I started to get a little scared.

Don't be. Nothing spit. I did not get hurt. You won't either.



1 cup fruit puree ** see RECIPE below
1 1/2 cup sugar
1/8 cup water
3/4 tablespoons pectin powder


Wear long sleeves. You do not want to get burned by boiling sugar! {It didn't spit that much, but better safe than sorry, right?}

You need a sugar/candy thermometer.

Mix 1 1/2 tablespoons of the sugar with pectin. Whisk together.
Heat the fruit puree in a deep saucepan to 120 degrees.
Add the pectin mixture and whisk. Bring to boil for one minute.
Mix rest of sugar and 1/8 cup water. Add this to the saucepan. Cook to 223 degrees. This could take a ton of time. (But it didn’t take a long time for my concoction. Go figure.)

Now for some, your thermometer will rise steadily and you’ll think, “I’m close,” but it isn’t so. (Except for me, it was. I'm not sure why. Maybe my heat was too high? Nothing burned.) Keep going.

At 223 degrees, pour the mixture into an (prepare ahead) 8x8 pan, which has been lined with heavy plastic wrap. Let the mixture set to room temperature. It will cool so that it is sliceable.  This might take a long time. (It did. All night.)

Now the recipe I got from the internet said I could cut the resulting candy into any shape, with cookie cutters or knife. But my experiment didn't gel up that much. It tasted terrific, but it was more the texture of a very thick jam. I was able to make a few squares out of it. I rolled them in granulated sugar  (extra to the recipe above). 

The JAM was absolutely fabulous on a cracker with cheese, on toast, on ice cream.
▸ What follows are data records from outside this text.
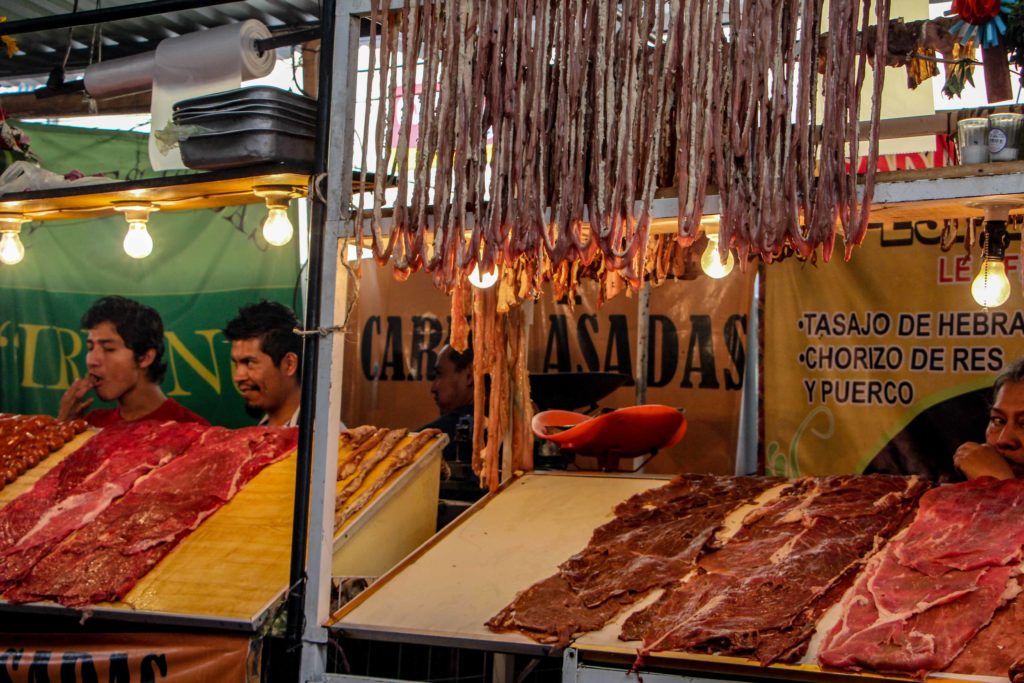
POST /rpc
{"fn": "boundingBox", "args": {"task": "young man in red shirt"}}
[57,296,209,427]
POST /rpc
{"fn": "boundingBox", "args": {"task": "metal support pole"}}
[286,0,347,681]
[635,282,650,405]
[289,0,359,683]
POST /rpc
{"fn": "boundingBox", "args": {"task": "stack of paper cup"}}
[956,119,988,164]
[988,114,1024,161]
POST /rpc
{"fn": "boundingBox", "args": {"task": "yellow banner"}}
[0,633,259,683]
[764,220,1024,479]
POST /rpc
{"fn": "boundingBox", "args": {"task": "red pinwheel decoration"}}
[949,0,1015,47]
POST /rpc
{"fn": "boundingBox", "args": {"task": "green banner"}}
[0,120,301,427]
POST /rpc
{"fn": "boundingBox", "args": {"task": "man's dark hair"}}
[992,358,1024,401]
[224,299,302,366]
[81,296,167,384]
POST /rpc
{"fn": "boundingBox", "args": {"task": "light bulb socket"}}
[0,213,29,233]
[981,219,1010,261]
[253,185,301,209]
[114,202,160,225]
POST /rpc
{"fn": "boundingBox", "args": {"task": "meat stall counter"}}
[0,423,446,680]
[327,472,1022,683]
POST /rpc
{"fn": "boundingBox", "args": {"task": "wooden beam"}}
[302,40,319,99]
[0,92,151,119]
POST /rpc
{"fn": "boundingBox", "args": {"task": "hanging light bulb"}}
[700,234,736,280]
[124,220,153,258]
[971,220,1010,308]
[0,213,25,265]
[114,202,159,258]
[971,258,1010,308]
[345,245,374,262]
[253,185,295,247]
[263,206,295,247]
[469,263,498,290]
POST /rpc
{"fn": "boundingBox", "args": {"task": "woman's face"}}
[985,382,1024,464]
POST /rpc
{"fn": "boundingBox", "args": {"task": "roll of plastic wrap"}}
[150,19,275,171]
[85,52,157,99]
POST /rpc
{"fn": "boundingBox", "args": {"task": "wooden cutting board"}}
[0,433,444,628]
[0,429,96,508]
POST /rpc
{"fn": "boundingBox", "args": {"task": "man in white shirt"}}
[224,300,302,427]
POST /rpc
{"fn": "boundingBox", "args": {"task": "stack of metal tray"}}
[172,85,316,170]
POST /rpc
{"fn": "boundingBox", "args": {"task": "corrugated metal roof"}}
[0,0,321,85]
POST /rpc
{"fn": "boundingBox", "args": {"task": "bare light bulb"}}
[700,234,736,280]
[0,230,25,265]
[469,263,498,290]
[263,205,295,247]
[345,245,374,261]
[124,220,153,258]
[971,258,1010,308]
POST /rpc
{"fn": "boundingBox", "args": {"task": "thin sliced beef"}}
[621,475,925,664]
[896,477,1024,577]
[487,475,784,645]
[5,427,297,606]
[818,553,1020,677]
[559,475,781,607]
[487,573,629,647]
[819,478,1024,676]
[945,577,1024,676]
[0,422,206,587]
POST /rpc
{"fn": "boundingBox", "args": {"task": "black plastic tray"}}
[171,104,316,127]
[174,85,316,115]
[174,112,316,135]
[181,129,315,171]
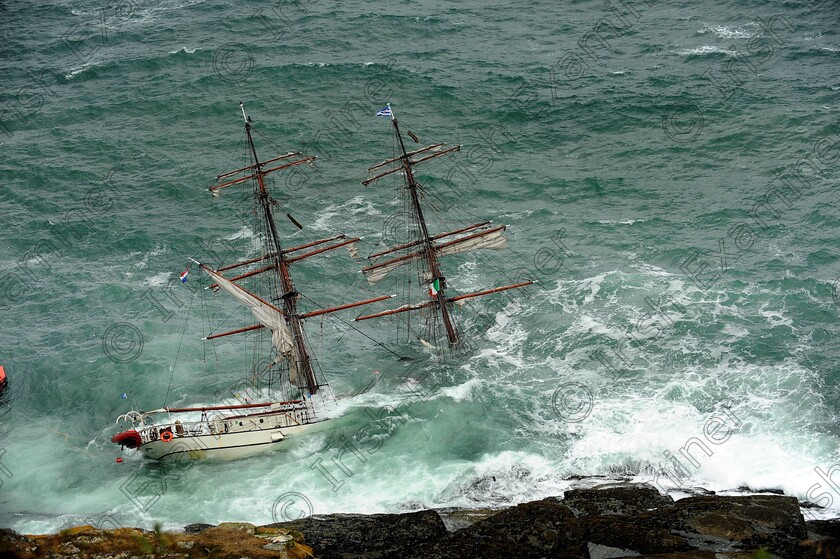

Note: If your texture comes out better than mine, then for kids, you can make a “Sourpatch” taste, by rolling in sugar that has been laced with lemon or lime juice.

Apricot Puree Recipe
12 apricots
1 tablespoon lime juice
1 tablespoon water

To peel the apricots, fill a saucepan with water and bring to a boil. Using tongs, dip an apricot into the water, set aside. When all apricots have been dunked, peel them. The skins should slip off pretty easily. Remove pits.

Put the apricots into a blender. Add the juice and water and puree.  Pour mixture into a container. Set in the refrigerator until ready to use. (No more than 24 hours.)

* * * * * * * * * * * * * *
Book 2 in A Cheese Shop Mystery series launched in May: Lost and Fondue. If you'd like to order a copy, click this booksellers link on my website. To see a trailer, click HERE. To read an excerpt, click HERE. If you you'd like to find out more about the series or want to download a few recipes from me (on recipe cards, including a recipe for fondue), click HERE. And be sure to catch me on my other blog, Killer Characters, and on Facebook and Twitter @AveryAames.  SAY CHEESE!


  1. This is very intriguing. Doesn't sound that hard to do. I love kitchen experiments, Avery!

    ~ Krista

  2. I admit I'm a coward. Not making any food that may bite back. But congratulations on your successful attempt.

  3. This is wonderful. I am addicted to Aplets and Cotlets - names for pate de fruit made of apples and apricots, trademarked by the Californian who invented it.

    (For anyone curious, just Google those names together -- Aplets and Cotlets, noting the one "P" in Aplet. And you must Google the names together; otherwise, you'll get a host of techie Web sites for computer applets!)

    I usually purchase those sweet little gems around holiday time, but with all the summer fruits available now (at a good price), I can't wait to try making my own. And in the interest of not wanting to waste food on a bad plan, it is *extremely* helpful to know that this recipe worked! Thank you, Avery!! :)

    ~ Cleo Coffeehouse
    Cleo Coyle on Twitter

  4. Cleo, it worked "enough" but it wasn't by any means perfect. I won't be going into business soon. I would still by the A&P brand. However, the jam was great! Maybe I needed more pectin?
    Liz, I know what you mean about being leery of cooking things that fight back! LOL.
    (and now Krista, back to my previously scheduled program.)

  5. Avery - Got it! A little more pectin. I should also correct my error. Aplets and Cotlets were invented in Washington State (not CA as I previously said). The little roll in sugar is a good idea. The Aplet people roll theirs in confectioners' sugar, so I'll bet that would also work to help firm up the sides of a softer candy. Fun post!